Yes, that last one actually happens in the book. Mister B. even complains about how difficult it is to keep the blood warm while he’s killing the babies. During that scene, I started to realize what was keeping the book from actually being scary.
For all his conceits, Mister B. is a very commonplace demon. Nothing he does seems horrific, nothing he does lives up to the bone-chilling wrongness the book’s back cover promises, because it’s what I expect from a demon. I’m sure there’s a literary term for evil becoming predictable, even banal, because it’s exactly what the character doing that evil is supposed to do.
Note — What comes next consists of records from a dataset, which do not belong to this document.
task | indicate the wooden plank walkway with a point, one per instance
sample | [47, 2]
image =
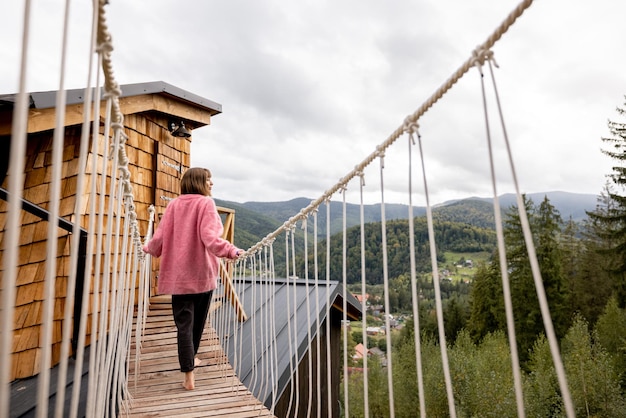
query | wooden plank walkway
[158, 391]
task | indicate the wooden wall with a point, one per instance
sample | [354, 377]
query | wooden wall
[156, 161]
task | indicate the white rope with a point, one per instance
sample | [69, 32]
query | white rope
[43, 384]
[318, 371]
[329, 399]
[436, 286]
[288, 249]
[363, 299]
[383, 224]
[12, 228]
[305, 254]
[517, 379]
[412, 129]
[80, 184]
[344, 323]
[541, 294]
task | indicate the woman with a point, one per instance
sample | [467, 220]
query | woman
[189, 242]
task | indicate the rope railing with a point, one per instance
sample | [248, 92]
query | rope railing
[286, 338]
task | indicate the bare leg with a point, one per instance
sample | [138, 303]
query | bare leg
[189, 382]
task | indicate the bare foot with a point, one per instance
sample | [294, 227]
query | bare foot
[189, 382]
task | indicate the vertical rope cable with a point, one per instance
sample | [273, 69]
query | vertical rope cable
[12, 228]
[436, 286]
[412, 129]
[364, 300]
[58, 142]
[383, 222]
[344, 322]
[329, 399]
[508, 306]
[541, 294]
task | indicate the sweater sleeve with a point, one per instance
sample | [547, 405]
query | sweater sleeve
[211, 229]
[155, 245]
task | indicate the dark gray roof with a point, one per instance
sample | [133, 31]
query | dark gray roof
[47, 99]
[263, 300]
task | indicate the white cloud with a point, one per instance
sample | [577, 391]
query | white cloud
[309, 89]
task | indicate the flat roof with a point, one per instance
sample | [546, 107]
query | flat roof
[47, 99]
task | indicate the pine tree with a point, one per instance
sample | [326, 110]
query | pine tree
[614, 215]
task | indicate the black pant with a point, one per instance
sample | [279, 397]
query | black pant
[190, 313]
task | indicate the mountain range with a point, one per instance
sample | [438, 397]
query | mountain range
[254, 220]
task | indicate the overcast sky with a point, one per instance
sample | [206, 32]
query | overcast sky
[310, 88]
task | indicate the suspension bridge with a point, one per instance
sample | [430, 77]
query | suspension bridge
[86, 175]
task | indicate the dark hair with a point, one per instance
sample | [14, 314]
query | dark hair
[195, 181]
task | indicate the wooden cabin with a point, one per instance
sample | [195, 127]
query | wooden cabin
[157, 160]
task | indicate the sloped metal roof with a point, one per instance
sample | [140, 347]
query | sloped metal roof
[266, 301]
[47, 99]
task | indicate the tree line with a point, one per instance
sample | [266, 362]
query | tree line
[583, 271]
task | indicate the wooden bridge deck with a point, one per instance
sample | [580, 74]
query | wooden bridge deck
[158, 391]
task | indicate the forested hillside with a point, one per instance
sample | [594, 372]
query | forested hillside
[254, 220]
[450, 236]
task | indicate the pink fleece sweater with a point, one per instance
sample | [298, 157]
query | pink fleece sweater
[189, 241]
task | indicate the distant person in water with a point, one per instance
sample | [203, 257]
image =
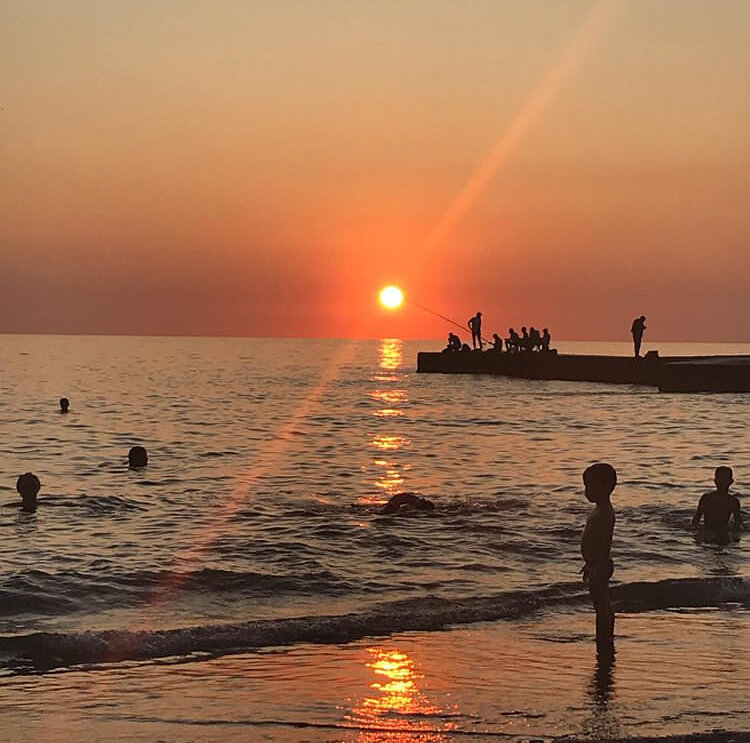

We expect heroes to be heroic, to stand against impossible odds, to protect innocents, to take on life-threatening tasks and come out both alive and successful. That’s what heroes do, and heroes who do nothing but that risk becoming boring and predictable. It ends up working out the same way for Mister B. As a demon, I expected him to corrupt, to threaten, to manipulate. That’s exactly what he did, and it got old halfway through the book.
Why, then, did I keep reading? Because of Mister B.’s own threats. This is another part of the book that didn’t work at all for me. As I said, Mister B. steps into his own narrative from time to time as he tries to get the reader to burn the book. He threatens, he makes promises, he describes just how he’s going to kill the reader if they don’t stop reading and burn the book. Call me callous, but all it did was make me laugh, because it was too over the top to be scary.
Mister B.’s supposed reading of the reader ruined its own effect as well. He claims he can see the reader through the pages, claims he knows the reader’s reaction to his tale. This, of course, assumes a great deal about the reader. I know some people would find the book as scary and wrong as it’s supposed to be. But for Mister B. to say he can see my horrified expression when I’m really giving him a raised eyebrow of disbelief, well, it ruins the desired effect.
The concept of “the fourth wall will not protect you” isn’t a new one, but it depends on the audience feeling like it’s truly threatened. I didn’t feel that way once.
There is, however, one thing in this book that truly struck me as truly frightening. As fitting for a story starring a demon, it starts in Hell. There, Mister B talks about the other demons, and how some of them know they mean nothing in the greater scheme of Creation. Can you imagine that? Knowing the universe has a purpose and knowing you have no part in it – knowing that, ultimately, you do not matter.
It’s a shame that happens so early in the book, because it’s the scariest part of the entire story.